Oxford nanopore library prep

Libraries were prepared using manufacturer's protocol with slight modifications. Protect-seq purified DNA (not fragmented) was treated using NEB FFPE-repair mix. Samples were purified using (0.9×) SPRI beads, washed twice with 70% ethanol, resuspended in 25 μl water. End Prep: 25 μl DNA, 3.5 μl UltraII End-prep Buffer, 1.5 μl UltraII End-prep enzyme mix; incubate RT for 20 min then 65°C for 20 min. Adaptor Ligation: 30 μl DNA from end-prep, 20 μl AMX adaptor, 24 μl UltraII ligation master mix, 1 μl UltraII ligation enhancer; incubate RT 20 min.

Chromatin immunoprecipitation (ChIP) experiments

SimpleChIP® Plus Enzymatic Chromatin IP Kit (Magnetic Beads) #9005 from Cell Signaling Technologies was used for all ChIP-seq experiments using manufacturer's recommended protocol. Four million cells per IP. Digested chromatin was pooled into single tube for brief sonication to lyse nuclei. Supernatant was then split evenly between IPs (minus 2% input). Antibodies and chromatin were incubated overnight at 4°C, rotating. DNA was purified using spin columns and prepared using NEB Ultra II DNA library kit.

Repli-seq

Repli-seq experiments were conducted as previously described (20).
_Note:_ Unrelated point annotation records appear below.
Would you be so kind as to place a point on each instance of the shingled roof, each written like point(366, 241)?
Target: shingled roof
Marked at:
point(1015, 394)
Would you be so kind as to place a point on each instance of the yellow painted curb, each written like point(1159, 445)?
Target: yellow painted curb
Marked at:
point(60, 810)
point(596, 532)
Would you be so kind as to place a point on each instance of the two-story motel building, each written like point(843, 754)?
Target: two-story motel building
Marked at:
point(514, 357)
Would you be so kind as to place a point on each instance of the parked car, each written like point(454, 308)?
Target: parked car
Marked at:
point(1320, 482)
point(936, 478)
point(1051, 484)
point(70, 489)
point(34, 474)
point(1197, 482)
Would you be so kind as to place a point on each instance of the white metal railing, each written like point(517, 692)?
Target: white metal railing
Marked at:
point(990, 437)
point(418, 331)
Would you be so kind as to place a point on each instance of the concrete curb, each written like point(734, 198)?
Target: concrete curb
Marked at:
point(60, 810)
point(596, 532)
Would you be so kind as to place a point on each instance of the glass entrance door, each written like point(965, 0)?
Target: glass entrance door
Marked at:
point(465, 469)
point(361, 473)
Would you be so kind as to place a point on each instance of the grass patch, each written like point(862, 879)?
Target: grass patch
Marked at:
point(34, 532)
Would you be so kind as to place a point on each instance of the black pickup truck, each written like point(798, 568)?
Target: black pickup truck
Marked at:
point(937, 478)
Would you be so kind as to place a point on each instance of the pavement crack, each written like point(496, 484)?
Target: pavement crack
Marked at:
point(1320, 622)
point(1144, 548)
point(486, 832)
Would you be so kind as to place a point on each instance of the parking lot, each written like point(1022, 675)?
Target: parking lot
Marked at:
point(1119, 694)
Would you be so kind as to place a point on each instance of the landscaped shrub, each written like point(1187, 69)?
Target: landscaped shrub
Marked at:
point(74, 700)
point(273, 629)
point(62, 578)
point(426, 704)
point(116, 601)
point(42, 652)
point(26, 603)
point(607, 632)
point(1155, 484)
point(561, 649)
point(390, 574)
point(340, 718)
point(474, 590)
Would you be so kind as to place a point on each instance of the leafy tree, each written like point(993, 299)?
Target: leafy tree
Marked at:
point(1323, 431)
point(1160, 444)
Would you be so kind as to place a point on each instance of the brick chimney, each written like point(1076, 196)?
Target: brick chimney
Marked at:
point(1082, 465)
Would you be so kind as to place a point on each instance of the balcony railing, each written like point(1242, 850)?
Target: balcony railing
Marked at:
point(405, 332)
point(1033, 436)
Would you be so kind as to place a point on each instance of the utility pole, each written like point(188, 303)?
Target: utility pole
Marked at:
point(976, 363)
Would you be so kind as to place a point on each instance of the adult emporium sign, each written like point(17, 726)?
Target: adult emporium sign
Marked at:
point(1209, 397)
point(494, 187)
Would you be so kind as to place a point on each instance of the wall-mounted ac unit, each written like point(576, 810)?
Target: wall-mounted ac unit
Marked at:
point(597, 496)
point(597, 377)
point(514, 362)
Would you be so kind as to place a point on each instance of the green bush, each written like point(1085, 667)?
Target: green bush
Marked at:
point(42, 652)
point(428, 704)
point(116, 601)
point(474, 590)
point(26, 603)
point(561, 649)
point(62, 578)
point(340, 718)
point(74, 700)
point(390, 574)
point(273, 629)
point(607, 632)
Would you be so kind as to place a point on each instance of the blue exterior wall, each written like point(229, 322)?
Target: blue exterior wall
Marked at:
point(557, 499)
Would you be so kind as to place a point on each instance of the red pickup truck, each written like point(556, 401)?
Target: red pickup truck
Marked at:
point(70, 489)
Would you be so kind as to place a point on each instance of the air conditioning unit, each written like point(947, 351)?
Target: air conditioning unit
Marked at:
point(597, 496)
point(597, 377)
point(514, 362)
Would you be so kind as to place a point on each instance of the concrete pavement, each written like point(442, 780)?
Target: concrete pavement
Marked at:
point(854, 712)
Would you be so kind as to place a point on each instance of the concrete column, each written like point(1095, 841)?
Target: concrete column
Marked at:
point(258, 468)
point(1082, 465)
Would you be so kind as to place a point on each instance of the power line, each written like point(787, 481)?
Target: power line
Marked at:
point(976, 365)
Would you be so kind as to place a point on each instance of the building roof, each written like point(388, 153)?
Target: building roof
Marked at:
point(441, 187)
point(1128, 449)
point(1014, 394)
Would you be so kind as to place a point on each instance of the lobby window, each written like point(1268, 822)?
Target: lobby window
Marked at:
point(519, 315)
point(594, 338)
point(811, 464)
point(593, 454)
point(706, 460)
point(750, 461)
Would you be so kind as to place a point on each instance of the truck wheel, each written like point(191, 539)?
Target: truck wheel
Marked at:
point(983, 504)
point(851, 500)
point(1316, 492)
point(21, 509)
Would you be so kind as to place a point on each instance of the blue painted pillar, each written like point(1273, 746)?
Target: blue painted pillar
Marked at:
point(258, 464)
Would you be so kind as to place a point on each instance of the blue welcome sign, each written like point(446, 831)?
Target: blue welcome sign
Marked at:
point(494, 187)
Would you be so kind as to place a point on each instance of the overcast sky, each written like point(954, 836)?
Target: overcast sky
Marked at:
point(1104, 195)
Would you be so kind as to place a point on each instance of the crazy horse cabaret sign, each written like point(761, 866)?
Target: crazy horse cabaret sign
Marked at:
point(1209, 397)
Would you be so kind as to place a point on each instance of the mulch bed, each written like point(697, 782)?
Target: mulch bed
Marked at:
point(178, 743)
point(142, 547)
Cells were sorted on a SONY SH800 FACS machine.

Data analysis

FASTQ files were trimmed and assessed for quality with fastp (21). Trimmed reads were mapped to hg38 (UCSC) using bwa mem (22). Alignment files (BAM format) were filtered using encode_filter.py (https://github.com/ENCODE-DCC/chip-seq-pipeline2). Replicate filtered BAM files were merged using sambamba (23). Signal tracks were generated using 100 bp bins and normalized to reads per genomic content (RPGC) using deeptools bamCoverage (24–26) with the following parameters: -of bigwig -effectiveGenomeSize 2913022398 -normalizeUsing RPGC -e. Differential signal tracks (log2ratio) were generated using deeptools bamCompare. Published data (Fastq files) were downloaded from GEO and processed as described above. Pearson and spearman correlation were performed using deeptools.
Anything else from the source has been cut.